President Barack Obama and Republican frontrunner Mitt Romney are tied in the polls in what many consider the top issue in the 2012 presidential election: the economy.
According to a survey by The Washington Post and ABC News, 49 percent of voters would support Obama, and 46 percent would vote for Romney. The voters indicated no preference for the candidate who would best handle the economy. On this issue the candidates were tied at 47 percent of registered voters.
Herb Weisberg, a political science professor at Ohio State whose research focuses on U.S. presidential elections, Congress and voting behavior, said it’s clear that the economy is on everyone’s mind for the 2012 election. He said a number of factors could help set the candidates apart on this issue.
Weisberg said the unemployment rate closer to election time could help or hurt Obama’s campaign. He also said Romney’s experience at Bain Capital “works both ways.” Romney will argue that the investment firm he co-founded created jobs, while Obama will argue that it both created jobs and took them away.
Drew Stroemple, president of OSU’s College Republicans and a second-year in political science and economics, said Romney’s experience at Bain could help him win the election.
“Economy is going to be the focus of the election, and that’s the area Romney is most experienced in,” Stroemple said. “People are going to want someone who has experience in the private sector.”
The survey also revealed that 30 percent of Americans polled said they are worse off financially than when Obama took office in 2009. Obama’s overall job performance approval rate in the survey was 47 percent approval, with 49 percent disapproval. The poll published the data with a 3.5 percent margin of error.
Weisberg cautioned against reading too much into job performance ratings and political polls in general.
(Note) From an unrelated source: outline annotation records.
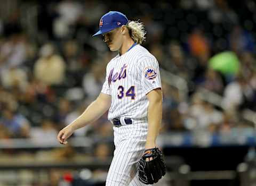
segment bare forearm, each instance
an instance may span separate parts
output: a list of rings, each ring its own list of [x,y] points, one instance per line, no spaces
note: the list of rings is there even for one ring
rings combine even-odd
[[[100,94],[76,120],[69,126],[73,130],[81,128],[92,123],[101,116],[110,107],[111,98],[106,95]]]
[[[155,146],[162,122],[162,100],[149,102],[148,108],[148,129],[146,148],[150,148]]]

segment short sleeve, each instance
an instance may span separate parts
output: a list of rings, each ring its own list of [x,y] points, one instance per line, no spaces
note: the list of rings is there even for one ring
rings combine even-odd
[[[155,58],[143,58],[139,61],[137,66],[138,73],[141,75],[142,91],[145,95],[156,88],[162,89],[159,64]]]
[[[106,94],[108,94],[109,95],[111,95],[110,88],[109,84],[108,83],[108,75],[107,68],[106,70],[105,82],[103,84],[102,89],[101,89],[101,92]]]

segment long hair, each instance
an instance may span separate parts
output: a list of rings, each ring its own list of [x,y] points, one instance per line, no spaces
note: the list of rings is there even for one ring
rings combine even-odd
[[[137,21],[129,21],[126,24],[126,27],[129,31],[130,36],[134,42],[141,44],[143,41],[146,41],[145,26],[142,22]]]

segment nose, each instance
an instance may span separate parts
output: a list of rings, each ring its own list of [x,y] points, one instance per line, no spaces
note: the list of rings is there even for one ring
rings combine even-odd
[[[103,41],[105,43],[107,42],[108,40],[108,39],[107,38],[105,35],[102,35],[102,39]]]

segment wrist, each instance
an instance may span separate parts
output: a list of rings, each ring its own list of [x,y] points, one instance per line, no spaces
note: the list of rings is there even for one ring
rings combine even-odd
[[[156,146],[156,143],[155,142],[146,142],[145,145],[145,149],[155,148]]]

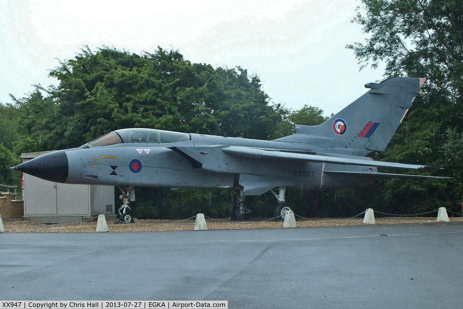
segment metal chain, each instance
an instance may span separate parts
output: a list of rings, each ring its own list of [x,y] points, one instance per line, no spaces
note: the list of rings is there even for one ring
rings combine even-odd
[[[463,216],[463,215],[462,215],[461,212],[455,212],[455,211],[452,211],[451,210],[447,210],[447,212],[451,212],[452,214],[455,214],[455,215],[457,215],[457,216]]]
[[[382,211],[375,211],[375,213],[382,214],[383,214],[383,215],[388,215],[388,216],[395,216],[410,217],[410,216],[420,216],[420,215],[426,215],[426,214],[430,214],[430,213],[432,213],[432,212],[435,212],[436,211],[438,211],[438,210],[432,210],[431,211],[427,211],[426,212],[421,212],[421,213],[418,213],[418,214],[410,214],[410,215],[398,215],[398,214],[391,214],[391,213],[388,213],[387,212],[382,212]],[[313,221],[313,222],[325,222],[327,221],[329,221],[330,222],[335,223],[335,222],[341,222],[342,221],[344,221],[345,220],[349,220],[349,219],[353,219],[354,218],[355,218],[356,217],[358,217],[358,216],[361,216],[361,215],[363,214],[364,213],[365,213],[365,212],[366,212],[366,211],[367,211],[366,210],[363,210],[363,211],[362,211],[360,213],[358,214],[358,215],[356,215],[355,216],[352,216],[351,217],[350,217],[349,218],[343,218],[343,219],[341,219],[340,220],[335,220],[335,221],[333,221],[333,220],[314,220],[313,219],[311,219],[310,218],[307,218],[307,217],[303,217],[303,216],[299,216],[299,215],[297,215],[297,214],[294,214],[294,215],[296,217],[299,217],[299,218],[301,218],[302,219],[305,219],[307,221]],[[462,214],[461,214],[461,213],[458,213],[458,212],[455,212],[455,211],[452,211],[451,210],[447,210],[447,211],[448,212],[450,212],[450,213],[451,213],[452,214],[454,214],[457,215],[457,216],[462,216]],[[183,219],[182,220],[178,220],[177,221],[174,221],[173,222],[165,222],[159,223],[157,223],[157,224],[156,224],[156,225],[167,225],[167,224],[175,224],[179,223],[180,223],[181,222],[183,222],[183,221],[188,221],[188,220],[191,220],[192,219],[196,218],[196,216],[193,216],[190,217],[189,218],[187,218],[187,219]],[[8,217],[4,216],[2,216],[1,217],[2,218],[5,218],[5,219],[8,219],[8,220],[10,220],[11,221],[14,221],[14,222],[20,222],[21,223],[32,223],[32,222],[30,222],[30,221],[22,221],[22,220],[17,220],[14,219],[13,219],[12,218],[9,218]],[[115,220],[115,218],[108,217],[107,216],[105,216],[105,218],[106,219],[106,220]],[[207,219],[209,219],[209,220],[215,220],[216,221],[219,221],[219,220],[220,220],[220,219],[215,218],[212,218],[211,217],[210,217],[209,216],[206,216],[206,215],[204,216],[204,217],[205,218],[207,218]],[[275,220],[275,219],[277,219],[277,218],[281,218],[281,216],[276,216],[275,217],[274,217],[273,218],[270,218],[269,219],[265,219],[265,220],[261,220],[260,221],[252,221],[252,222],[247,221],[247,222],[244,222],[243,223],[245,223],[245,223],[248,223],[249,224],[251,224],[251,223],[261,223],[261,222],[266,222],[267,221],[272,221],[272,220]],[[86,222],[89,222],[89,221],[94,220],[96,218],[96,216],[95,216],[93,218],[90,218],[89,219],[88,219],[85,220],[82,220],[81,222],[70,222],[70,223],[71,224],[75,224],[75,223],[80,223]],[[122,221],[119,221],[119,222],[120,223],[127,223],[127,224],[128,224],[128,223],[129,223],[129,222],[123,222]],[[36,222],[36,223],[38,223],[38,222]],[[69,223],[67,223],[66,224],[69,224]]]
[[[364,214],[366,212],[367,212],[366,210],[363,210],[363,211],[362,211],[360,213],[358,214],[358,215],[356,215],[355,216],[353,216],[350,217],[349,218],[344,218],[341,219],[340,220],[335,220],[334,221],[333,221],[332,220],[329,220],[329,221],[330,222],[335,222],[335,223],[336,222],[341,222],[341,221],[345,221],[346,220],[349,220],[350,219],[353,219],[354,218],[355,218],[356,217],[358,217],[359,216],[361,216],[361,215]],[[296,215],[296,214],[294,214],[294,216],[296,216],[299,217],[300,218],[302,218],[303,219],[306,219],[307,220],[308,220],[309,221],[313,221],[314,222],[325,222],[327,221],[327,220],[313,220],[313,219],[311,219],[310,218],[306,218],[305,217],[303,217],[303,216],[299,216],[299,215]]]
[[[413,216],[419,216],[420,215],[426,215],[427,214],[430,214],[432,212],[435,212],[436,211],[438,211],[438,209],[436,209],[434,210],[431,210],[431,211],[428,211],[427,212],[421,212],[419,214],[412,214],[411,215],[397,215],[396,214],[389,214],[387,212],[382,212],[381,211],[378,211],[375,210],[375,214],[382,214],[383,215],[388,215],[388,216],[396,216],[399,217],[410,217]],[[449,210],[447,210],[448,211]]]

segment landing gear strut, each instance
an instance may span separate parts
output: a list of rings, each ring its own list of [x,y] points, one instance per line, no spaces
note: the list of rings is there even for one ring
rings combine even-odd
[[[122,194],[119,196],[119,198],[122,200],[122,204],[117,211],[117,216],[114,220],[114,224],[122,222],[123,223],[133,223],[133,216],[129,212],[130,202],[135,200],[135,192],[133,186],[118,186]],[[129,200],[130,201],[129,202]]]
[[[291,209],[289,206],[285,204],[285,193],[286,192],[286,187],[279,186],[276,189],[276,190],[277,191],[278,194],[273,189],[270,191],[278,201],[278,204],[275,207],[273,215],[274,217],[278,217],[275,218],[275,221],[281,221],[284,220],[286,214],[288,213],[288,211],[290,211]]]
[[[230,208],[230,220],[232,221],[245,220],[247,215],[251,211],[246,207],[244,191],[241,188],[235,189],[234,202]]]

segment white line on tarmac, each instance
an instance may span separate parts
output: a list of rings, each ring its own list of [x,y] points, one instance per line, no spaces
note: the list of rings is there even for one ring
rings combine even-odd
[[[433,234],[448,234],[454,233],[463,233],[459,232],[441,232],[439,233],[418,233],[413,234],[391,234],[388,236],[407,236],[411,235],[432,235]],[[362,236],[346,236],[342,237],[325,237],[323,238],[302,238],[299,239],[264,239],[253,240],[229,240],[229,241],[208,241],[209,242],[221,242],[229,241],[317,241],[324,239],[342,239],[343,238],[358,238],[360,237],[381,237],[379,235],[363,235]]]

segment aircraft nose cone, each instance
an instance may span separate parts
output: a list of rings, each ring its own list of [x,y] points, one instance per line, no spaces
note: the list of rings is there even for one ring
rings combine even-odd
[[[66,151],[60,150],[17,165],[14,169],[49,181],[64,183],[68,179],[69,162]]]

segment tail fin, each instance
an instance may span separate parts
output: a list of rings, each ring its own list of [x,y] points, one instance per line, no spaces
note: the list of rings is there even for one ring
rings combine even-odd
[[[342,148],[342,153],[356,155],[358,150],[364,155],[384,150],[425,80],[393,77],[369,83],[365,87],[370,90],[321,124],[296,125],[295,134],[275,140],[308,142],[313,148]]]

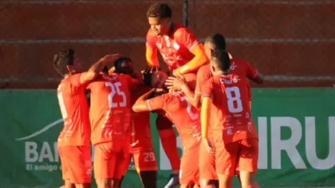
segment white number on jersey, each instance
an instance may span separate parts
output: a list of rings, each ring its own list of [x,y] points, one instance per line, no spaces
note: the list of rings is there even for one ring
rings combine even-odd
[[[65,108],[64,100],[63,100],[63,95],[61,92],[59,92],[57,94],[57,97],[58,98],[58,103],[59,104],[62,116],[63,117],[63,120],[65,120],[66,119],[66,118],[68,118],[68,113],[66,112],[66,109]]]
[[[243,111],[241,92],[238,87],[226,88],[226,95],[228,98],[228,109],[230,112],[239,113]],[[236,102],[236,105],[234,105],[234,102]]]
[[[189,100],[187,100],[187,98],[186,98],[186,96],[181,97],[180,100],[186,101],[186,103],[187,103],[187,108],[186,109],[186,111],[187,111],[187,113],[189,113],[191,120],[196,120],[199,118],[199,115],[198,114],[198,112],[192,112],[192,105],[189,103]]]
[[[144,153],[144,162],[150,162],[156,161],[156,157],[155,157],[155,154],[153,152],[145,152]]]
[[[116,82],[113,83],[111,82],[106,82],[105,85],[106,87],[109,87],[111,88],[111,92],[108,95],[108,103],[109,104],[110,108],[115,108],[117,107],[118,106],[120,106],[121,107],[124,107],[126,106],[126,94],[124,92],[121,92],[120,90],[120,86],[121,86],[121,83]],[[119,103],[118,104],[113,102],[113,98],[116,94],[118,94],[122,97],[122,102]]]

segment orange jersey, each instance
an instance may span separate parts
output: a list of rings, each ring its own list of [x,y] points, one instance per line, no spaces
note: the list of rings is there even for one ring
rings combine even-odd
[[[139,88],[141,87],[141,88]],[[139,86],[131,95],[131,104],[144,94],[150,91],[146,86]],[[131,150],[150,148],[152,146],[151,137],[151,128],[150,125],[150,112],[133,112],[133,122],[131,127]]]
[[[81,74],[64,78],[58,85],[57,97],[64,127],[58,146],[90,146],[89,107]]]
[[[191,51],[199,40],[189,28],[182,24],[173,23],[172,30],[168,36],[159,36],[150,29],[146,35],[146,46],[158,49],[169,69],[174,70],[194,57]]]
[[[182,92],[163,94],[148,100],[152,110],[162,109],[176,126],[185,148],[196,145],[200,139],[200,121],[198,110]]]
[[[229,72],[232,74],[237,75],[240,77],[245,77],[250,79],[254,79],[258,75],[258,71],[253,67],[249,62],[242,59],[230,59],[231,66]],[[201,85],[213,77],[211,72],[211,65],[206,64],[202,66],[197,74],[197,83],[196,86],[196,92],[201,94]],[[250,88],[250,83],[247,81],[248,87],[248,97],[251,100],[252,94]]]
[[[93,144],[125,139],[131,122],[131,92],[137,81],[126,75],[102,74],[88,85]]]
[[[237,75],[217,75],[202,87],[202,98],[213,98],[211,128],[213,134],[222,134],[225,142],[256,137],[250,117],[247,79]]]

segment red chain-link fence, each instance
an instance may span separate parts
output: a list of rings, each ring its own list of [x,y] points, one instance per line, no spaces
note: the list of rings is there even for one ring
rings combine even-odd
[[[0,87],[55,88],[55,53],[72,48],[86,66],[119,53],[145,67],[146,18],[153,2],[203,39],[220,32],[228,50],[265,76],[262,87],[333,87],[335,1],[0,1]],[[257,85],[259,87],[259,85]]]

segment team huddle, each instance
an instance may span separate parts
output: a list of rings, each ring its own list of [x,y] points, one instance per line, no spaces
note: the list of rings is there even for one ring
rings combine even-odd
[[[157,114],[172,170],[163,187],[230,188],[234,176],[243,188],[258,187],[249,81],[260,84],[262,77],[227,52],[222,34],[203,44],[190,29],[172,22],[167,4],[152,5],[146,16],[148,64],[141,72],[118,54],[105,55],[88,70],[72,49],[54,56],[54,68],[64,77],[57,88],[64,122],[57,141],[63,187],[91,187],[92,171],[98,188],[121,187],[131,159],[143,187],[157,187],[150,112]],[[160,68],[159,53],[167,71]],[[181,161],[173,125],[183,143]]]

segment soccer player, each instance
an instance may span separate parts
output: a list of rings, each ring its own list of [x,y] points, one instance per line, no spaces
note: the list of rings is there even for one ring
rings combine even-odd
[[[148,65],[159,67],[159,51],[169,70],[175,76],[195,73],[201,66],[207,63],[208,58],[204,55],[203,45],[191,29],[172,21],[172,12],[168,5],[154,3],[148,10],[146,16],[150,25],[146,36],[146,57]],[[196,75],[191,79],[195,80]],[[176,175],[178,174],[180,162],[179,158],[177,159],[176,135],[172,124],[159,115],[156,124],[163,148],[175,174],[172,178],[178,178]],[[168,184],[165,187],[174,187]]]
[[[255,187],[258,140],[250,116],[247,79],[229,73],[230,66],[226,51],[212,54],[213,77],[201,87],[202,142],[215,154],[220,188],[232,187],[237,169],[242,188]],[[212,142],[207,139],[210,120]]]
[[[152,83],[155,79],[161,79],[161,85],[163,85],[164,76],[157,76],[164,74],[163,72],[152,73]],[[189,83],[191,85],[191,83]],[[195,86],[195,83],[193,84]],[[159,89],[157,89],[159,90]],[[193,187],[199,183],[199,148],[200,148],[200,116],[198,110],[187,101],[182,92],[167,93],[165,90],[161,89],[155,93],[155,97],[149,97],[154,94],[155,89],[139,97],[133,106],[136,112],[161,111],[175,125],[179,133],[184,147],[180,165],[180,187]]]
[[[94,178],[98,188],[118,188],[129,154],[131,92],[138,81],[129,75],[101,72],[87,89],[91,93],[91,142]],[[128,148],[128,149],[127,149]]]
[[[142,79],[142,74],[134,72],[133,63],[129,57],[121,57],[118,59],[115,62],[114,70],[111,71],[118,74],[129,75],[138,80]],[[138,85],[136,90],[131,94],[131,105],[135,103],[137,98],[150,90],[150,88],[144,85]],[[126,156],[121,183],[128,170],[131,159],[133,158],[143,187],[156,188],[158,166],[151,136],[150,113],[148,111],[133,112],[131,129],[131,144],[126,146],[129,147],[130,152]]]
[[[64,77],[57,88],[57,98],[64,126],[57,141],[65,185],[62,187],[91,187],[92,163],[90,146],[89,107],[86,85],[117,55],[107,55],[83,72],[81,60],[75,51],[59,51],[53,58],[55,70]]]

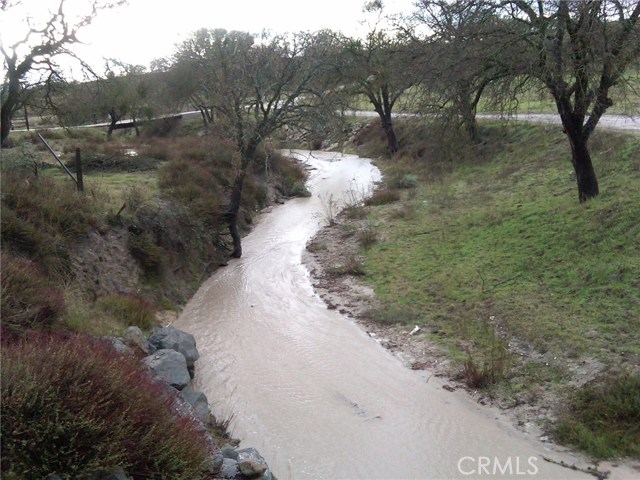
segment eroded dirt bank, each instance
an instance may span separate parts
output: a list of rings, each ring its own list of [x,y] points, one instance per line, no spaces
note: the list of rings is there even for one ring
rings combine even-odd
[[[474,478],[481,458],[502,478],[591,478],[546,462],[587,466],[444,388],[437,369],[407,368],[340,313],[351,307],[327,308],[302,252],[328,206],[379,172],[355,156],[297,154],[313,196],[266,214],[244,257],[205,282],[176,322],[201,349],[197,388],[219,418],[233,416],[234,436],[280,479]]]

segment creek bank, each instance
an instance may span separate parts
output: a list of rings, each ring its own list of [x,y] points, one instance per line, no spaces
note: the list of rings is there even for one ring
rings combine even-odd
[[[265,459],[255,448],[238,449],[237,441],[230,439],[218,446],[211,430],[220,428],[212,415],[207,396],[193,389],[196,361],[200,353],[193,335],[172,325],[156,327],[146,337],[138,327],[129,327],[123,337],[106,336],[119,355],[136,355],[150,370],[154,379],[164,385],[166,394],[175,401],[176,418],[190,417],[200,426],[209,443],[211,457],[208,470],[211,478],[231,480],[274,480]],[[50,477],[48,480],[57,480]],[[131,480],[122,469],[94,472],[87,478],[92,480]]]
[[[391,352],[405,367],[424,370],[429,378],[439,377],[444,390],[460,390],[480,405],[496,407],[524,434],[537,438],[550,449],[571,452],[569,448],[555,445],[543,427],[546,422],[555,420],[554,412],[561,401],[557,391],[540,388],[530,395],[514,398],[500,389],[487,391],[470,388],[464,381],[461,367],[454,364],[443,346],[431,339],[434,335],[444,335],[444,332],[428,325],[374,320],[375,312],[384,305],[376,298],[373,288],[358,275],[342,273],[342,265],[359,259],[361,245],[357,232],[367,228],[370,228],[368,219],[354,218],[342,211],[307,243],[302,262],[310,273],[314,291],[323,299],[327,309],[337,310],[352,319],[372,341]],[[548,360],[516,340],[510,340],[509,343],[513,353],[524,361]],[[595,360],[585,359],[578,363],[567,359],[566,365],[572,371],[572,384],[575,385],[584,385],[602,372],[602,365]],[[613,478],[627,478],[629,472],[640,471],[640,463],[636,459],[593,463],[591,459],[580,456],[577,463],[564,466],[596,477],[611,473]]]

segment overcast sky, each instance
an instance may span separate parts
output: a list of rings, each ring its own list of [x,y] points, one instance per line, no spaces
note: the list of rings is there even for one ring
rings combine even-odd
[[[86,0],[66,0],[81,11]],[[40,18],[58,0],[23,0],[23,10],[2,13],[0,38],[10,45],[27,31],[25,17]],[[385,11],[409,13],[413,0],[385,0]],[[97,68],[102,58],[148,66],[170,56],[174,45],[199,28],[225,28],[258,33],[317,31],[322,28],[358,35],[366,27],[364,0],[129,0],[101,12],[79,35],[86,44],[74,50]]]

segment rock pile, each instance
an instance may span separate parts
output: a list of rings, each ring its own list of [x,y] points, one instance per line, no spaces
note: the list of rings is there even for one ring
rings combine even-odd
[[[207,427],[212,426],[215,419],[212,419],[207,396],[192,387],[195,362],[200,357],[193,335],[170,325],[156,328],[148,338],[138,327],[129,327],[123,338],[103,338],[119,353],[143,355],[143,364],[166,386],[169,395],[177,397],[175,414],[190,416],[199,421],[203,433],[211,443],[213,454],[210,473],[215,478],[275,480],[267,462],[255,448],[236,449],[229,444],[219,448],[208,433]],[[117,472],[98,473],[96,472],[96,479],[130,480],[119,469]]]

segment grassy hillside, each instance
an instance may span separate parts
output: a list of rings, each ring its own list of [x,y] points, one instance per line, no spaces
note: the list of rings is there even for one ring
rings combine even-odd
[[[385,304],[376,317],[421,325],[470,386],[516,401],[555,392],[576,407],[567,420],[592,408],[622,416],[633,431],[619,444],[567,422],[556,433],[596,456],[640,455],[640,138],[593,138],[601,194],[581,205],[556,126],[483,124],[478,146],[399,128],[403,150],[380,162],[387,187],[418,181],[369,211],[378,240],[362,251],[365,279]],[[570,384],[621,389],[627,402],[587,405]]]

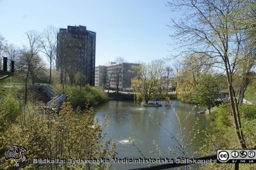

He said the results of the polls come down to partisanship, and that some of the people disapproving of Obama are Republicans who would disapprove of him under any circumstances.
“You’ve always got half the country saying a Republican president isn’t doing well because they’re Democrats saying that, and half the country saying a Democratic president isn’t doing well because they’re Republicans saying that,” Weisberg said. “So you’re not going to get a lot higher than (47 percent approval).”
When asked specifically about the president’s handling of the economy, 55 percent of voters disapproved. Weisberg said Obama will try to get people to see that the economy could be in worse shape if someone else was handling it.
“Obama has to convince people that if not for him, the economy would be so much worse,” Weisberg said. “That’s a hard thing to sell people.”
Obama was able to win over female voters and other minority voters in the last election, and Weisberg said Obama should be able to do the same this year.
While Obama and Romney are virtually tied on the economy, the survey indicated that Obama held an advantage with minority voters. Obama has a seven-point advantage among female voters.
Obama is also looking to win the youth vote as he did in 2008, which is why so much of his campaigning so far has been on college campuses, Weisberg said. Yet Weisberg said this voting demographic in particular is difficult to capture.
“Young people don’t vote in huge numbers,” Weisberg said. “The turnout rate is low, but they voted for him much more overwhelmingly than is usually the case for any candidate.
The question is how much enthusiasm he can build for the campaign … It’s clear that he’s trying to get the youth vote energized, and it’s a hard group to energize.”
Stroemple agreed that Obama will face a greater challenge in winning the youth vote in his re-election campaign.
“Obama won the youth vote in a landslide (in 2008), but he’s not going to do it so easily this time because students want jobs when they graduate. There’s a huge (student loan) debt and they have to pay it,” Stroemple said.
Michael Flannagan, communication director for College Democrats at OSU and a second-year in political science, said in an email that Obama’s campaign is trying to energize young voters through Obama’s kick-off rally at OSU on May 5 and from the campaign field office that opened in the South Campus Gateway May 23, the first field office on a university campus in Ohio.
“We have developed a campaign that is geared toward Ohio State students. We know the importance of the youth vote in this campaign and we’re focusing on it through … tabling on the Oval, canvassing door-to-door and making hundreds of phone calls a week,” Flannagan said.
Weisberg said rhetoric from political ads will be powerful in swaying public opinion of the two candidates, and people should expect to see even more, mostly negative, political ads in the months leading up to the election.
But Weisberg said it is too early to tell what the election will bring.
“So much is going to change that it’s hard to take the polls too seriously,” Weisberg said. “It’s going to be a very close election, that I’m sure of, a lot closer than 2008.”